Banks have in recent times greatly increased their focus on lending. Consequently, the loan disbursal process has gained speed. At the same time, banks are worried over the increasing number of loan defaults and are unwilling to waive off certain credit norms.
Every time your loan application is rejected, it augurs badly for your credit score. Before you reapply and dent your credit score, you should make sure that your employment status is not the reason for rejection of your application.
1. Are you a frequent job changer?
Banks attach a lot of importance to the job stability of the applicant. While reviewing a loan application, many banks consider it favorably if you are employed with the same company for a minimum period of 6 months.

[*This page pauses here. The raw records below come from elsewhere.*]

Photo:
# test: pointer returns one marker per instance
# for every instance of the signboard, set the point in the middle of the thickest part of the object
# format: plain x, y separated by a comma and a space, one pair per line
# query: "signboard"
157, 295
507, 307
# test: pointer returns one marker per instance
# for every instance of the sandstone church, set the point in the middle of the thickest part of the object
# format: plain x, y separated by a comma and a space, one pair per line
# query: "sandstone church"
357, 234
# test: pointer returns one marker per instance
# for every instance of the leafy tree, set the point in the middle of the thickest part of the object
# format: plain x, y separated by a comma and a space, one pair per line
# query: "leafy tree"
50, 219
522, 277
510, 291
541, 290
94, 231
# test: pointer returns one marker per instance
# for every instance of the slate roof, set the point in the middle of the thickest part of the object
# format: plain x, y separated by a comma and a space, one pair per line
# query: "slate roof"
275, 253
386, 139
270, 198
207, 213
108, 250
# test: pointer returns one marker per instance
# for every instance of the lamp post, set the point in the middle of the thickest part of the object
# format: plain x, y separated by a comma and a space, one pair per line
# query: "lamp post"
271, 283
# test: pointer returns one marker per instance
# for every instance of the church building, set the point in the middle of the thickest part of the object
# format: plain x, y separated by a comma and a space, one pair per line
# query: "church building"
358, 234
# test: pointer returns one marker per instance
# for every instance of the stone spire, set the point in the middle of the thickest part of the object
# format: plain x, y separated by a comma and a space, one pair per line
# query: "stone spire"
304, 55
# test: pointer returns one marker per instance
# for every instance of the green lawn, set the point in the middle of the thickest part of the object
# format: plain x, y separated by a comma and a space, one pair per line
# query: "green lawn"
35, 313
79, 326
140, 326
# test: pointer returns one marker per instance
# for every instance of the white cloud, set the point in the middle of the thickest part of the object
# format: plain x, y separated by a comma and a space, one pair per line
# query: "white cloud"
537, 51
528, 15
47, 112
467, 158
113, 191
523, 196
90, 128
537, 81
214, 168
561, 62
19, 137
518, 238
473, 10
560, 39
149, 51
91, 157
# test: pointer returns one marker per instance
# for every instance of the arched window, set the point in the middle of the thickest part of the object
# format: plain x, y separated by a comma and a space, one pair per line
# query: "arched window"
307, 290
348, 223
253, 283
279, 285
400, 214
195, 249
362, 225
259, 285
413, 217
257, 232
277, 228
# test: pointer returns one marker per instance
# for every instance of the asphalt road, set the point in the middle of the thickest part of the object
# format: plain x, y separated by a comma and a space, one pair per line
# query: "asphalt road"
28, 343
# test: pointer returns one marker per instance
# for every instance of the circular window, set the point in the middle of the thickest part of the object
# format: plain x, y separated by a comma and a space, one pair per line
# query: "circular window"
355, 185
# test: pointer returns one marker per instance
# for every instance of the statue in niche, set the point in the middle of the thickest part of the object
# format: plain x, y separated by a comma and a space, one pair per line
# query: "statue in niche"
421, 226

So if you have a track record of changing jobs every year or every alternate year, you are putting yourself in the high-risk category. Banks will infer that there is a high probability you will change jobs in the future or that you may end up without one, increasing the likelihood of loan default in their considered view.
Suppose you are serving a notice period with your last employer, without any other job offers in hand. In such a case, your loan application will not be approved. You will have to wait until you get an offer from a new company. Your loan can be sanctioned based on an appointment letter, but disbursement is likely to happen only once you receive your first salary.
2. Working in proprietorships with salary in cash
Your employer can make a difference between approval and rejection of your loan. If you work with a well-known multinational company, you are sure to get a loan approval fast. On the other hand, if you are employed with a proprietorship company and receive your salary in cash, the chances of you getting your loan approved are quite slim even if you earn a high income.
When you are being paid in cash, there is no documentary evidence for your monthly income. This obviously puts you in a high-risk category with a likely loan rejection.
Instead of being paid in cash, insist on being paid by cheque or through online transfer. Having a documentary evidence of your earnings will help you get loan approval.
3. NRIs working on contract
Banks have their own yardsticks for loan approval. Even if you work overseas and earn well, your employment status is a matter of concern for the bank. If you are employed on a contractual basis, and not as a regular company employee, your loan may not be approved.
At the same time, loans of contract employees in India can be approved based on the nature of job and profile of the applicant.
This is because chances of loan approval largely depend on the regularity of your income. Banks are extra cautious in case of NRIs, as they are not sure about the job continuity abroad and do not want take risks.
4. Having hazardous jobs
If the nature of your job puts your life at risk, the chances of you getting a loan approval may be reduced substantially. For example, if you work in a high-risk job at a chemical factory, banks may be reluctant to offer a long-term loan without loan cover insurance. Even journalists stationed in a high-risk area to cover war, riots or natural disasters have lesser chances of getting loan approval than their colleagues stationed at other less-risky locations.
Most banks and NBFCs grade loan applicants as 'high risk' and 'low risk'. If you switch your high-risk job to a routine one, your chances of loan approval with the same salary increase. Taking a loan protection plan along with loans also helps in such cases.
5. Low work experience
In today's fast-paced life, many youngsters new into their jobs apply for loans. From a credit card to an automobile loan or a personal loan, today's youngsters quest for loan starts early in life. However, work experience is also a prime factor for loan approval. Unless you have work experience of at least one year as a permanent employee in a reputed company, opting for any kind of loan may be futile.
Instead of applying for a loan and facing rejection, first check with the bank whether you are eligible for a loan. Based on your professional degree, some banks allow loans after a minimum period of one year in employment.
It is advisable to wait while you garner valuable work experience than harm your credit standing by having your loan request rejected. Your employment status is not only important for your career, but can also be the reason behind your loan approval or rejection.